On Thu, Jan 31, 2019 at 2:48 PM Nir Soffer <nsoffer(a)redhat.com> wrote:
On Thu, Jan 31, 2019 at 2:52 PM Strahil Nikolov
<hunter86_bg(a)yahoo.com>
wrote:
> Dear Nir,
>
> the issue with the 'The method does not exist or is not available:
> {'method': u'GlusterHost.list'}, code = -32601' is not related to
the
> sanlock. I don't know why the 'vdsm-gluster' package was not installed as
a
> dependency.
>
Please file a bug about this.
> Can you share your sanlock log?
> >
> I'm attaching the contents of /var/log , but here is a short snippet:
>
> About the sanlock issue - it reappeared with errors like :
> 2019-01-31 13:33:10 27551 [17279]: leader1 delta_acquire_begin error -223
> lockspace hosted-engine host_id 1
>
As I said, the error is not -233, but -223, which make sense - this error
means sanlock did not
find the magic number for a delta lease area, which means the area was not
formatted, or
corrupted.
> 2019-01-31 13:33:10 27551 [17279]: leader2 path
>
/var/run/vdsm/storage/808423f9-8a5c-40cd-bc9f-2568c85b8c74/2c74697a-8bd9-4472-8a98-bf624f3462d5/411b6cee-5b01-47ca-8c28-bb1fed8ac83b
> offset 0
> 2019-01-31 13:33:10 27551 [17279]: leader3 m 0 v 30003 ss 512 nh 0 mh 1
> oi 0 og 0 lv 0
> 2019-01-31 13:33:10 27551 [17279]: leader4 sn hosted-engine rn ts 0 cs
> 60346c59
> 2019-01-31 13:33:11 27551 [21482]: s6 add_lockspace fail result -223
> 2019-01-31 13:33:16 27556 [21482]: s7 lockspace
>
hosted-engine:1:/var/run/vdsm/storage/808423f9-8a5c-40cd-bc9f-2568c85b8c74/2c74697a-8bd9-4472-8a98-bf624f3462d5/411b6cee-5b01-47ca-8c28-bb1fe
> d8ac83b:0
>
>
> I have managed to fix it by running the following immediately after the
> ha services were started by ansible:
>
> cd
>
/rhev/data-center/mnt/glusterSD/ovirt1.localdomain\:_engine/808423f9-8a5c-40cd-bc9f-2568c85b8c74/ha_agent/
>
This is not a path managed by vdsm, so I guess the issue is with hosted
enigne
specific lockspace that is managed by hosted engine, not by vdsm.

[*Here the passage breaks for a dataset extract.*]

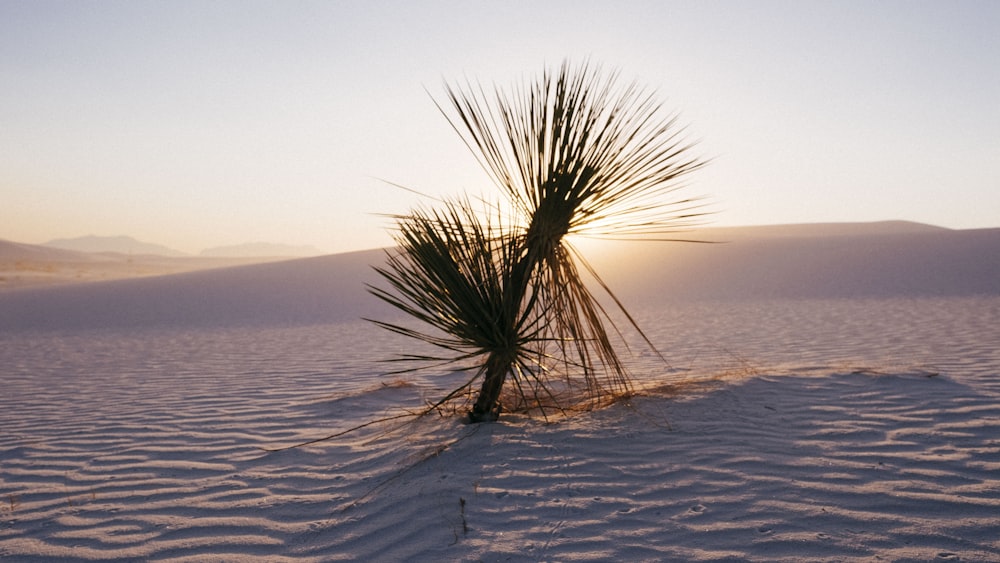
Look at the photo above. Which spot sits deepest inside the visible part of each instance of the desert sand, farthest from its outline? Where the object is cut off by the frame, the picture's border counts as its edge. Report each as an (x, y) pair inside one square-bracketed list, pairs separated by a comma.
[(808, 411)]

> sanlock direct init -s hosted-engine:0:hosted-engine.lockspace:0
>
This formats the lockspace, and is expected to fix this issue.

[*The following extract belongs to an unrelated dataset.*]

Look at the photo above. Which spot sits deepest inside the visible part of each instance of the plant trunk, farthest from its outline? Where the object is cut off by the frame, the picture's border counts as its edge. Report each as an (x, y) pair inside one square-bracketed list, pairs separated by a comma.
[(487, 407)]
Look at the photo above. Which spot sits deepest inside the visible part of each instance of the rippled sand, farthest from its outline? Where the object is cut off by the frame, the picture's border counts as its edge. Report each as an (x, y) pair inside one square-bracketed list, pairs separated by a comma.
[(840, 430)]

> systemctl stop ovirt-ha-agent ovirt-ha-broker
> systemctl status vdsmd
> systemctl start ovirt-ha-broker ovirt-ha-agent
>
> Once the VM started - ansible managed to finish the deployment without
> any issues.
> I hope someone can check the sanlock init stuff , as it is really
> frustrating.
>
I'd suggest to avoid directly playing with the managed in the middle of the
deployment to avoid further issues.
If I understand the flow correctly, you create a new environment from
scratch, so this is
an issue with hosted engine deploymnet, not initializing the lockspace.
I think filing a bug with the info in this thread is the first step.

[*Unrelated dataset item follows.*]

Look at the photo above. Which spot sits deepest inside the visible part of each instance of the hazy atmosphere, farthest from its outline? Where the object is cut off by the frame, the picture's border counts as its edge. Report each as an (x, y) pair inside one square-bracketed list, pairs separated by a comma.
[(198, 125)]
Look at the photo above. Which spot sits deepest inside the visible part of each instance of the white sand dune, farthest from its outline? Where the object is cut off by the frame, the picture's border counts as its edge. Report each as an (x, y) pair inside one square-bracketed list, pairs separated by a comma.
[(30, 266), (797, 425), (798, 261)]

Simone, can you take a look at this?
On our CI env everything is working as expected and the lockspace volume
got initialised as expected.
In the attached logs a log of steps got skipped since a lot of things were
already up and running so they are not really useful.
Strahil, can you please retry on a really clean environment and eventually
attach the relevant logs if you are able to reproduce the issue?